3. Portable benefits that follow the worker.
In a modern, mobile workforce, tying your insurance to your employer should be obsolete. Sen. Rick Scott’s More Affordable Care Act takes an important step in that direction by giving states the option to support cross-state coverage options, meaning you can join a plan near your new home in advance of an anticipated move or, if you are staying put, you can shop for a plan in a state with lower rates. It also takes government funding that goes to insurance companies to support ACA premiums and uses those dollars to fund individual health accounts. More should be done to encourage portability–most importantly directing tax subsidies away from insurers and toward individuals, which is the first step toward making all ACA-compliant plans, including most employer coverage, portable. Ultimately, the law should be changed so that employees leaving a job can take their insurance coverage with them, and individuals should be allowed to use pretax dollars to pay those premiums. This bill is an important first step toward this principle: your healthcare security should be yours, wherever you go—not something that disappears if you move or change jobs.
As Dr. Monique Yohanan argues, transparency and portability reinforce one another. Information without the freedom to act is useless; freedom without information is blind. Paired with personal medical wallets, right there on your phone, just like an Apple Wallet - the system becomes one where patients—not special interests—set the terms.
Republicans should move these bills now, before political oxygen is consumed by campaign noise. Advancing them in a divided Congress forces Democrats into an uncomfortable choice: oppose reforms that clearly help families—or support them and share credit. If Democrats block these bills, Republicans enter the midterms with a clear understandable position on health care that will resonate with voters, and place Democrats as the wardens of the dysfunctional status quo.

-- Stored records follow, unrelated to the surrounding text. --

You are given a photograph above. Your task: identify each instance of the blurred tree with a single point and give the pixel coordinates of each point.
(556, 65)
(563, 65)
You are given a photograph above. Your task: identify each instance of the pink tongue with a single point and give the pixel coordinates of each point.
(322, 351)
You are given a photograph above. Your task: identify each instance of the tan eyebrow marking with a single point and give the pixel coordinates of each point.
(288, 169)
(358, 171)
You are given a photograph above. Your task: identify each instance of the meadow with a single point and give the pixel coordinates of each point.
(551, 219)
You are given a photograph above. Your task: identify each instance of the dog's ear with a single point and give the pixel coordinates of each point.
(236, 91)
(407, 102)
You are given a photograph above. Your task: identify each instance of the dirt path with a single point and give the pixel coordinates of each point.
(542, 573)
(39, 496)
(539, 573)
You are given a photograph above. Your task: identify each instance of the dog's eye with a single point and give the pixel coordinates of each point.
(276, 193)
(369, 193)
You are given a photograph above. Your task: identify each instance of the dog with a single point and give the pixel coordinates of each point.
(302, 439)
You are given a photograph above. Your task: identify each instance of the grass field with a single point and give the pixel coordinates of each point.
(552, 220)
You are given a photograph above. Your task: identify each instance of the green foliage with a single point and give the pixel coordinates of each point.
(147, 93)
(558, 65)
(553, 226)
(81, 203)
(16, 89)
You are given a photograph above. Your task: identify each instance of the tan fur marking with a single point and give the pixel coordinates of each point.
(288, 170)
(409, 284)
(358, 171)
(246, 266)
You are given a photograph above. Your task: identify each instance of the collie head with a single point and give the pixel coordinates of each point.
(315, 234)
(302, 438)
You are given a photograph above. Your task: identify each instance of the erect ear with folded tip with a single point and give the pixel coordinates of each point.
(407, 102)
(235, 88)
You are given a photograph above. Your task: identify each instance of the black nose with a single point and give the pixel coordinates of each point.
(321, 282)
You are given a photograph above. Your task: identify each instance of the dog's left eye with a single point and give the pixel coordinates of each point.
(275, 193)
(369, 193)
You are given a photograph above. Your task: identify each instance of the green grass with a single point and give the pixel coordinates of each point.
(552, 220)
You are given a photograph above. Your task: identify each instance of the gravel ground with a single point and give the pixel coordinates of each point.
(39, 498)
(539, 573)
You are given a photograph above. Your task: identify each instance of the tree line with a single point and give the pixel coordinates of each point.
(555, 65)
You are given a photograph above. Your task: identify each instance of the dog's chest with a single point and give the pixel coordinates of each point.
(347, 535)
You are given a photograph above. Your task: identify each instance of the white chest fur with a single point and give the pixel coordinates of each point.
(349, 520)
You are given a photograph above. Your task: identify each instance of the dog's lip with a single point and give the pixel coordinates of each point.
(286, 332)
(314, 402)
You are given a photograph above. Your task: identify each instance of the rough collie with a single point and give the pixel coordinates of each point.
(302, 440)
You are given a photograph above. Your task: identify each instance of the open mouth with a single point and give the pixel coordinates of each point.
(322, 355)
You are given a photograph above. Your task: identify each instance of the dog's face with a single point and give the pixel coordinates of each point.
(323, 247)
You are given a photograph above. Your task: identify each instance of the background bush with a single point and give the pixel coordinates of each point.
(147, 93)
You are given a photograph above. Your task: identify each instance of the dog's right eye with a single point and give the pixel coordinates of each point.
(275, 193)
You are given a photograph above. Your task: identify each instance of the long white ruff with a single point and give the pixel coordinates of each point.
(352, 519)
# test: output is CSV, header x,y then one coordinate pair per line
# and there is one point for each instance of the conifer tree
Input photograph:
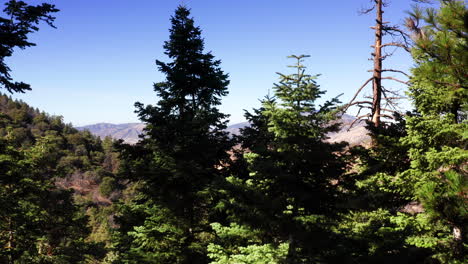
x,y
437,137
289,191
180,156
19,21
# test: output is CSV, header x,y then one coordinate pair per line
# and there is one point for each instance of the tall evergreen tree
x,y
437,137
290,188
183,148
19,20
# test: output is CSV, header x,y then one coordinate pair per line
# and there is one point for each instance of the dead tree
x,y
378,110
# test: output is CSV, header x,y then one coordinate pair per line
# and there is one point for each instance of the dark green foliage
x,y
19,20
41,158
290,190
179,159
437,139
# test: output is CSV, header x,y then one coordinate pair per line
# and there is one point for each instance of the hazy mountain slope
x,y
130,132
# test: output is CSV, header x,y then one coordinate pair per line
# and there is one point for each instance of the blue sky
x,y
100,59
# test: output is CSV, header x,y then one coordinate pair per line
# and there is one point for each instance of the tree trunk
x,y
377,76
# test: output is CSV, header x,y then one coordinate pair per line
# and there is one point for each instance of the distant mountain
x,y
130,132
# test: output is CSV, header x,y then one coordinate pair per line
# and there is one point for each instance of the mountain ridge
x,y
130,132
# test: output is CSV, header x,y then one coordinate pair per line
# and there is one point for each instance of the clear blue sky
x,y
100,59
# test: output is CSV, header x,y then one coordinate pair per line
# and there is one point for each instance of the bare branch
x,y
358,118
392,70
395,79
357,93
396,44
360,102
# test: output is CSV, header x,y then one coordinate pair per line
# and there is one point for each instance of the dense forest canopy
x,y
278,192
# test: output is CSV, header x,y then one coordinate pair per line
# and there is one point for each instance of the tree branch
x,y
395,79
357,93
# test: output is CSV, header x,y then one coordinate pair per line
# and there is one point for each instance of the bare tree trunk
x,y
377,76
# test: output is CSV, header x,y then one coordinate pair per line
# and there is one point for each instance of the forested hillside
x,y
281,190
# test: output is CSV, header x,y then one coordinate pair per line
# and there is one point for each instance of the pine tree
x,y
180,156
437,137
289,190
20,20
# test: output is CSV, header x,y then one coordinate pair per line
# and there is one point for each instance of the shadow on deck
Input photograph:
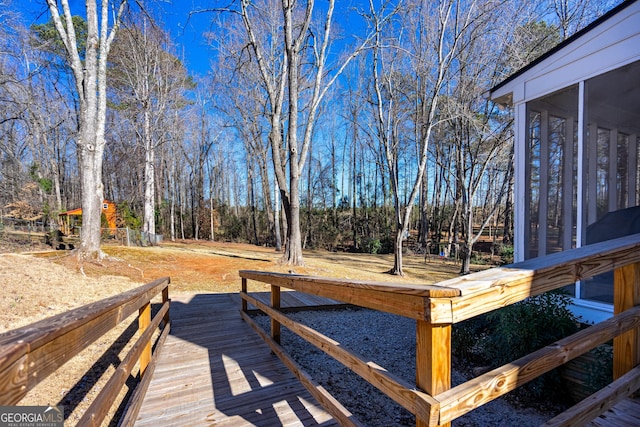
x,y
215,370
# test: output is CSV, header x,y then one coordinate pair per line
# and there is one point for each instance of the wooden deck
x,y
215,370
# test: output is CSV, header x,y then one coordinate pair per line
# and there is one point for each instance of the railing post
x,y
144,320
165,299
626,294
433,360
244,289
275,304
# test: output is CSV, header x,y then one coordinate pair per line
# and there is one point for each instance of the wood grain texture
x,y
626,294
599,402
31,353
433,364
485,388
97,411
397,389
216,371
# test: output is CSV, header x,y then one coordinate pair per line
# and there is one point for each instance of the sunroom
x,y
577,156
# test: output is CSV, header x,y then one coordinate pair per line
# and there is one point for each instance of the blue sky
x,y
186,31
174,14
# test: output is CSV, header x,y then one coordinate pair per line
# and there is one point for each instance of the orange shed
x,y
69,221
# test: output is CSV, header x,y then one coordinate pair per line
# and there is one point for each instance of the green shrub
x,y
502,336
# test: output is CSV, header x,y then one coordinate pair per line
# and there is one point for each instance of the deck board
x,y
624,414
215,370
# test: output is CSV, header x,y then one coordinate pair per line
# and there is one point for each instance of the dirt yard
x,y
39,284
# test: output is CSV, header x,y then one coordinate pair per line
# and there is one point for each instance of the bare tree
x,y
434,39
300,73
150,80
90,75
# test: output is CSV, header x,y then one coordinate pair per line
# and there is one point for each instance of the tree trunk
x,y
397,253
277,219
92,198
149,224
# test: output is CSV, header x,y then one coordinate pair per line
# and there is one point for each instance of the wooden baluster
x,y
165,300
275,304
244,289
433,360
626,294
144,320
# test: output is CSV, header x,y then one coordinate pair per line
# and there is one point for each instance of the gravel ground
x,y
389,341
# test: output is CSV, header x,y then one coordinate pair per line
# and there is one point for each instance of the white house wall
x,y
612,44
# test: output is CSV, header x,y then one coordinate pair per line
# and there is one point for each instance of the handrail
x,y
31,353
437,307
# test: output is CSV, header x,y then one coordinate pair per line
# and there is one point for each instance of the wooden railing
x,y
437,307
31,353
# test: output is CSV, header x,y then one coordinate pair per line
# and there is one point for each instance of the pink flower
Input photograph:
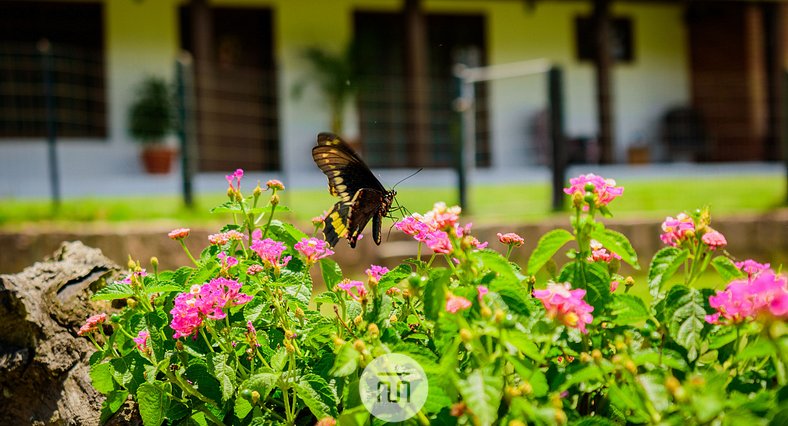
x,y
254,269
92,324
482,290
566,305
270,252
714,240
456,303
766,294
751,267
438,242
235,176
511,239
354,289
142,339
605,190
375,272
223,238
275,184
205,301
313,249
600,254
677,230
179,234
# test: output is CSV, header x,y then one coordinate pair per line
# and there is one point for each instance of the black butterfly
x,y
362,197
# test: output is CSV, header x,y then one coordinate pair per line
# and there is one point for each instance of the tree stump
x,y
44,369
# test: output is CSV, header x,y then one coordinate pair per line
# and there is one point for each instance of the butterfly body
x,y
361,196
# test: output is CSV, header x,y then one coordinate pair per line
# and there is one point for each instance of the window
x,y
76,35
621,45
380,46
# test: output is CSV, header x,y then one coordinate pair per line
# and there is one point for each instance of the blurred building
x,y
684,80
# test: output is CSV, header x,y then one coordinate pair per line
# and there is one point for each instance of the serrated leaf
x,y
113,291
547,247
224,374
153,403
627,309
317,395
482,392
686,323
346,361
726,268
331,272
663,266
617,243
101,377
435,293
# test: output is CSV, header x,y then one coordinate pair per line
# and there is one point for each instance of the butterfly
x,y
361,195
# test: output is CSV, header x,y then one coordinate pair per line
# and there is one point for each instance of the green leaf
x,y
153,403
663,266
101,377
113,291
346,361
726,268
686,323
482,392
435,293
627,309
547,247
223,373
317,395
617,243
331,272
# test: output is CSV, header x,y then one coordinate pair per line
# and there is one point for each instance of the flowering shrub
x,y
240,336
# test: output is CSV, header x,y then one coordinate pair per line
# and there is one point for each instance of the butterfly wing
x,y
361,194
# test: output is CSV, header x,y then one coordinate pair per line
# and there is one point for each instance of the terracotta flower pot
x,y
158,159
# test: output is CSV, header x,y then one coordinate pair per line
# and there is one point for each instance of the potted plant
x,y
150,121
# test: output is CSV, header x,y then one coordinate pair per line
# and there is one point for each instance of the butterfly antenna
x,y
407,177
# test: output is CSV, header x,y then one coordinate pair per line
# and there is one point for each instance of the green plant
x,y
239,336
151,112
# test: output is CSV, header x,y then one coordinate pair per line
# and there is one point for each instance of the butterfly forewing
x,y
362,197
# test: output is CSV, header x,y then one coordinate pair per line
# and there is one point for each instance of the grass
x,y
650,200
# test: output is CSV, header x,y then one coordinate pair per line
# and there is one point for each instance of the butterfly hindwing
x,y
362,196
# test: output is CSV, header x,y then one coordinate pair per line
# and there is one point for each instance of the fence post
x,y
45,49
557,136
187,134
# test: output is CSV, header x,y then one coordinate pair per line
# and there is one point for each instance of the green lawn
x,y
489,204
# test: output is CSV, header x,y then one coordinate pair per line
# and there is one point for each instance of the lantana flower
x,y
566,305
313,249
604,190
766,294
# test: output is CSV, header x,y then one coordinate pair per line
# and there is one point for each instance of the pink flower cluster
x,y
142,339
354,289
375,272
270,251
455,304
235,176
766,294
566,305
675,231
600,253
436,227
313,249
605,190
205,301
92,324
223,238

If the reforms pass, Americans feel relief in their actual medical bills. Either path strengthens the GOP’s standing.
The biggest mistake Republicans can make is believing health care is best avoided. The opposite is true. Voters do not expect perfection, but they demand seriousness—and they can tell when a party refuses to engage on the issue that most threatens their economic security.
Health care isn’t just another line item; it’s the skeleton key to affordability. Whoever speaks credibly to that pain point wins the trust of the middle. Whoever ignores it forfeits the narrative—and the election.
This moment offers Republicans a rare alignment of good policy and good politics. Speak clearly, act boldly, and reclaim medical care as a conservative strength.
Heather R. Higgins is CEO of Independent Women’s Voice.